Add function to fetch and load Bedmap2

fatiando / rockhound

NOTICE: This library is no longer being developed. Use Ensaio instead (https://www.fatiando.org/ensaio). -- Download geophysical models/datasets and load them in Python

BSD 3-Clause "New" or "Revised" License

34 stars 15 forks source link

Add function to fetch and load Bedmap2 #11

Closed santisoler closed 5 years ago

santisoler commented 5 years ago

Bedmap2 is a suite of gridded products describing surface elevation, ice-thickness, the sea ﬂoor and subglacial bed elevation of the Antarctic south of 60°S. The Bedmap2 datasets are downloaded from the British Antarctic Survey and loaded as xarray.Dataset objects.

Reminders

[ ] Run make format and make check to make sure the code follows the style guide.
[ ] Add tests for new features or tests that would have caught the bug that you're fixing.
[ ] Add new public functions/methods/classes to doc/api/index.rst.
[ ] Write detailed docstrings for all functions/methods.
[ ] If adding new functionality, add an example to the docstring, gallery, and/or tutorials.
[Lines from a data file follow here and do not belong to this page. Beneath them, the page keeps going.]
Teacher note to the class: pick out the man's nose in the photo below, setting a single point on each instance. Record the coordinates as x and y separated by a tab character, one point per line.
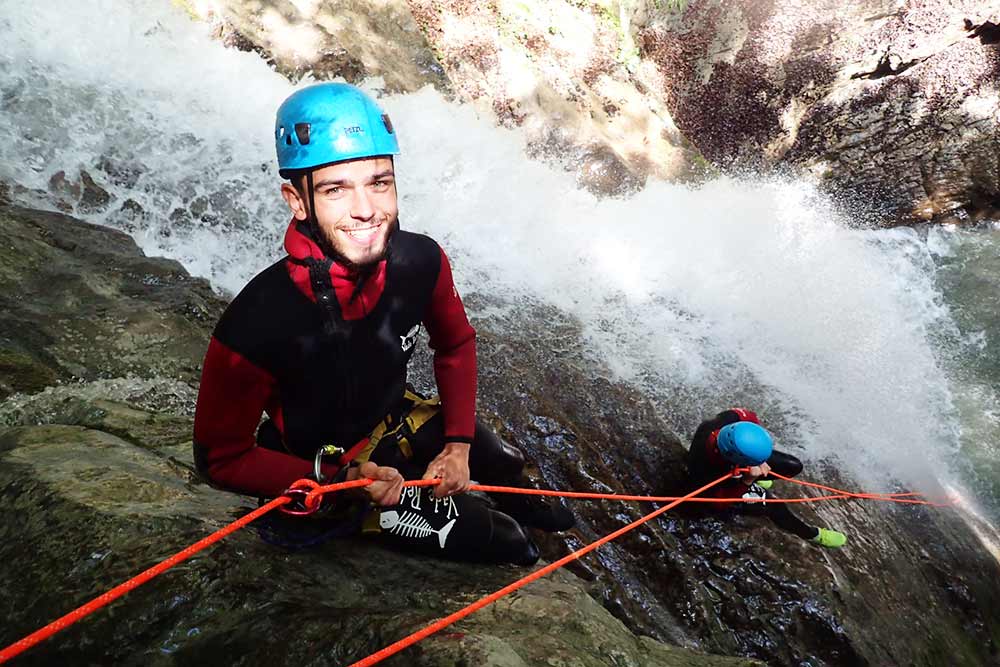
361	206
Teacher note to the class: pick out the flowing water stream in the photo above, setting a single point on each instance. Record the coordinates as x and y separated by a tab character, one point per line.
876	350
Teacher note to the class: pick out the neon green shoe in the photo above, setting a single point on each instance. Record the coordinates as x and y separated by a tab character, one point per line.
831	539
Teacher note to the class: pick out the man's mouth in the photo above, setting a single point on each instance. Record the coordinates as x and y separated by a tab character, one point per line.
363	235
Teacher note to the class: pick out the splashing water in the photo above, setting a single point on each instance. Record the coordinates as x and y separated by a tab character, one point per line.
743	291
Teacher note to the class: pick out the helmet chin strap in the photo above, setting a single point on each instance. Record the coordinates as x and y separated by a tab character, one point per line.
312	221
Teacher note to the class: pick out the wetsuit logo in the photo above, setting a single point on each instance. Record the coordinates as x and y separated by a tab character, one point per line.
410	338
415	524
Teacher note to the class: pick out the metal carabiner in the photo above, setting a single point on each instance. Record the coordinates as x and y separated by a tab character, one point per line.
325	450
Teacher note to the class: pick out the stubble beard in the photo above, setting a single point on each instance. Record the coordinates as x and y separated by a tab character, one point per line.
332	249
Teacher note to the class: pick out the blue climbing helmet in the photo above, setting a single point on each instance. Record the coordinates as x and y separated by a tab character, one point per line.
327	123
745	443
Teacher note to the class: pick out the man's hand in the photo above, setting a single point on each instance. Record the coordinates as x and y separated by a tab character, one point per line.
755	473
452	466
386	489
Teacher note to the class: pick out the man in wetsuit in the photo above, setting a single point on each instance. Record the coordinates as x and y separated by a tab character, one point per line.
735	438
321	340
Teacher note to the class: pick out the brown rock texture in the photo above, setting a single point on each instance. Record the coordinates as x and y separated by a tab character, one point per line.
894	102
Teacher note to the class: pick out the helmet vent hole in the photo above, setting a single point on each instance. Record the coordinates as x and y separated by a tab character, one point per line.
302	133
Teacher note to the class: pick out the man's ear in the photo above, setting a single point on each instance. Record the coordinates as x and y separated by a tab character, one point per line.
294	201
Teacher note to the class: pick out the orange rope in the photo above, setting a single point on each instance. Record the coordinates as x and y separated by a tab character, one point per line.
538	574
120	590
311	500
905	498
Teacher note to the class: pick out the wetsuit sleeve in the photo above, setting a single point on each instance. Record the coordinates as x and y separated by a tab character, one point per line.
231	400
454	343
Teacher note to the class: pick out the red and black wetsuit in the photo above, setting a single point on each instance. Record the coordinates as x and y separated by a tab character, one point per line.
326	359
325	356
706	464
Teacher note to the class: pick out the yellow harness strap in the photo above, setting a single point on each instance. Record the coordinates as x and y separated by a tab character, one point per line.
420	412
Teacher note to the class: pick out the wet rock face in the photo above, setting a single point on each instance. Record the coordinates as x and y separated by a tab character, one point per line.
98	483
895	102
726	583
564	72
100	478
94	509
81	302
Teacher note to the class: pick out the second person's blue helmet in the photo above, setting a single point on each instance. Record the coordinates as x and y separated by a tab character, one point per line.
327	123
745	444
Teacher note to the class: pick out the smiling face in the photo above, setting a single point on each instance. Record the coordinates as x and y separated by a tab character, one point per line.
355	208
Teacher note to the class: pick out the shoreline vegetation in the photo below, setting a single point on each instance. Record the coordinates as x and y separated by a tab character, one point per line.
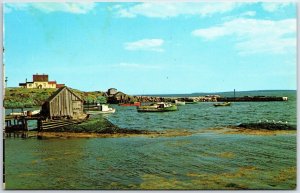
102	128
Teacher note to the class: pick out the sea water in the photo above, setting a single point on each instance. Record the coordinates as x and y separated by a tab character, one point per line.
204	160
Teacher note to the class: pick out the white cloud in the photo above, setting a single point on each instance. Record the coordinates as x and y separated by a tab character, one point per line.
145	44
165	10
255	36
248	13
77	8
273	6
137	66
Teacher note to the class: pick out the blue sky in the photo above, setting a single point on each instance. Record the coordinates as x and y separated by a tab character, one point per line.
150	48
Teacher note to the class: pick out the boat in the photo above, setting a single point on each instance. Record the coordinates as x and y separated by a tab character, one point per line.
179	103
99	109
137	104
25	113
222	104
190	101
157	107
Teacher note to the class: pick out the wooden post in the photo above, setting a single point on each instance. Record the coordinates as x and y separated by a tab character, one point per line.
40	127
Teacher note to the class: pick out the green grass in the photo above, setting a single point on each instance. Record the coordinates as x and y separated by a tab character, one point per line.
22	97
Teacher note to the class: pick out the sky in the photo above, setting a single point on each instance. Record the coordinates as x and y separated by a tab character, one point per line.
153	48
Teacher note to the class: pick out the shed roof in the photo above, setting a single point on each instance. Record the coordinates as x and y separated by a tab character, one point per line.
60	90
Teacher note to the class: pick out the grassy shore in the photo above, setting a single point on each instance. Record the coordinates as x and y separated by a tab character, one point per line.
22	97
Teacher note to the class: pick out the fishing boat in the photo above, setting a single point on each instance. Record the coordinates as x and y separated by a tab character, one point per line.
157	107
26	113
137	104
179	103
99	109
222	104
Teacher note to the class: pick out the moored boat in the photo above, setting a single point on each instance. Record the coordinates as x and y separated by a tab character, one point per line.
222	104
137	104
157	107
179	103
101	109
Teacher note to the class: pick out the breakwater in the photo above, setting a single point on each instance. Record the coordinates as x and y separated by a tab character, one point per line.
251	99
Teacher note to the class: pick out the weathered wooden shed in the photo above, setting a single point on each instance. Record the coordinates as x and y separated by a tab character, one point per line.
63	104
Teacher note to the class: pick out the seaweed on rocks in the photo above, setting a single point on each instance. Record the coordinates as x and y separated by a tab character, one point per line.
97	125
267	126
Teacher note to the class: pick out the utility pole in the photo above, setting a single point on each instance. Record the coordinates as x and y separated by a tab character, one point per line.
234	94
6	82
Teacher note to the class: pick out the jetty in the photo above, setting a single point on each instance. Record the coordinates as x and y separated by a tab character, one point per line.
62	108
252	99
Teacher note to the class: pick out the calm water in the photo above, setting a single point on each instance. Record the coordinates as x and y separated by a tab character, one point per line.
200	161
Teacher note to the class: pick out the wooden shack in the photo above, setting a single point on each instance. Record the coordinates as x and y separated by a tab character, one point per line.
64	103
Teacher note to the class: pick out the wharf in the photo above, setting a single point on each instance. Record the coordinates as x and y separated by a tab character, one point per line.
252	99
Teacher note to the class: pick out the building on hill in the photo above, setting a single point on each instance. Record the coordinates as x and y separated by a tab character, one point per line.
112	91
64	103
40	81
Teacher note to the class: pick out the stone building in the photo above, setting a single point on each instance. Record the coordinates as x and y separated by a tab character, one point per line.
40	81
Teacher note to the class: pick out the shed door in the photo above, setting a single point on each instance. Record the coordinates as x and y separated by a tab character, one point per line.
77	106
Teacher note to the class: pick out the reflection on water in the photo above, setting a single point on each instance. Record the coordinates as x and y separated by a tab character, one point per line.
201	161
207	160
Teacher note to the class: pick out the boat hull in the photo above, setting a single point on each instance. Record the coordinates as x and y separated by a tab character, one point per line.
137	104
222	104
100	112
151	109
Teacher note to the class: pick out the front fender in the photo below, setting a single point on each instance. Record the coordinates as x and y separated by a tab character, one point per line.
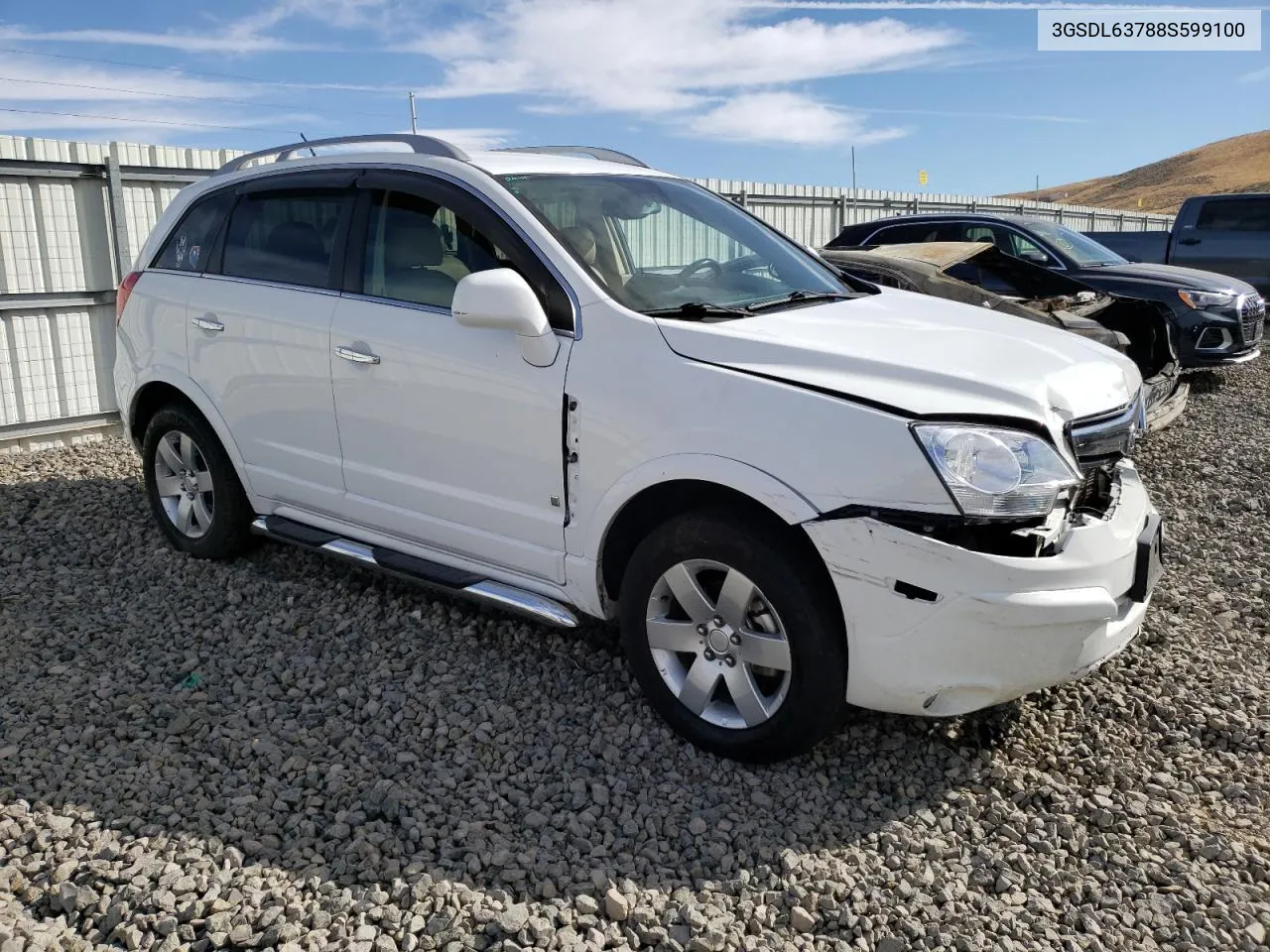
702	467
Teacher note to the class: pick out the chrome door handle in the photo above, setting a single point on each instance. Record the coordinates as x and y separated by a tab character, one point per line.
356	356
207	324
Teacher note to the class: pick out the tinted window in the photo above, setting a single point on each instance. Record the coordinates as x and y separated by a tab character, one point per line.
418	250
421	244
890	281
284	236
1234	214
657	244
190	244
1021	246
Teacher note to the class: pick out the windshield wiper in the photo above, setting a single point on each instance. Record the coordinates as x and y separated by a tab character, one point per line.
697	309
797	298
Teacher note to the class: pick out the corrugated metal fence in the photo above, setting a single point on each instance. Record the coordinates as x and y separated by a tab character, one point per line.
73	214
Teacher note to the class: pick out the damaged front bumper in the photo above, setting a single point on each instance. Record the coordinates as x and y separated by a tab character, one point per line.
939	630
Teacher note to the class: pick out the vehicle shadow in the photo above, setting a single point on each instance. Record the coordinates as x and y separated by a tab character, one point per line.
333	722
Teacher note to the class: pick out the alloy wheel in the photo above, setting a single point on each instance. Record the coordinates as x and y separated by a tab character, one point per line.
185	484
717	644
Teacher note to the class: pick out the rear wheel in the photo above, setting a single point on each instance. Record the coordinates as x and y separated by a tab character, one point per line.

santisoler commented 5 years ago

@leouieda would you mind checking this code?

I have one minor doubt: Should import the DATASETS list in the __init__.py in order to make it accesible to users? So, if one want to load every dataset could do something like:

from rockhound import fetch_bedmap2, BEDMAP2_DATASETS

grid = fetch_bedmap2(BEDMAP2_DATASETS)

Note: loading every dataset could eat a lot of memory!

santisoler commented 5 years ago

@santisoler looks great! Just a few suggestions for making the code a bit cleaner.

I don't think we should expose the DATASETS variable. That's a very narrow use case. What we could do is allow datasets="all" to be a valid input.

I've been messing around with the datasets="all" argument with the idea of making it the default value, but due to the high memory requirement I dropped it. But leaving the datasets="all" as an option would be good. I'll add it.

But we can't load some of the grids into the same Dataset because they have different coordinates and shapes, right?

Thanks to xarray we could get grids with different shapes on the same Dataset with the xarray.merge() function. The coordinates are spanned to include the coordinates of every DataArray and the values are filled with nans if no data is available. Don't know if we should only merge DataArrays with the same shape or leave the code as it is now.

santisoler commented 5 years ago

@leouieda I'll apply the requested changes tomorrow. Thanks for the review!

leouieda commented 5 years ago

Don't know if we should only merge DataArrays with the same shape or leave the code as it is now.

That's a tough one. Maybe we can leave as is but include a warning the docstring that you'll get different things if you ask for only the uncertainty grids or for all of them.

leouieda commented 5 years ago

due to the high memory requirement I dropped it

This should definitely be a warning in the docstring. We don't want people crashing their computers. And it should definitely not be the default :smiley:

santisoler commented 5 years ago

@leouieda I think the code and its docstring look better now. I've noticed that the only the dataset thickness_uncertainty_5km is defined on a different set of points than the rest, so we don't have to bother with the lakemask_vostok one. That's why the warning only reference the former as source of problems.

Do you like the hard-coded metadata as it is?

leouieda commented 5 years ago

:+1: I really like the changes and the docstring! Good job!

What do you think about removing the all option? It feels like something that will be abused and cause system crashes often. Plus, we can't test it on the CIs.

santisoler commented 5 years ago

@leouieda Thanks for the reviews.

I think I've added and removed the all option a hundred times, what leads me to think we are not entirely sure if it worth the risk of crashing local systems and/or Travis (is it possible?). We definitely should remove it but leave the option to pass the datasets are strings (instead of putting a single dataset inside a list). In fact I don't imagine a case in which someone would need the entire set.

I'll remove it from the code, the docstring and the test functions. Then if no CI fails we could merge.

leouieda commented 5 years ago

:+1: thanks, Santi!

leouieda commented 5 years ago

We still need a gallery plot for this. Given the size of the grids, probably only plot a subsection, like we did for the ETOPO1 grid.

santisoler commented 5 years ago

Thanks for the reviews @leouieda! I can get into the gallery plot this week. I'll open a PR when ready.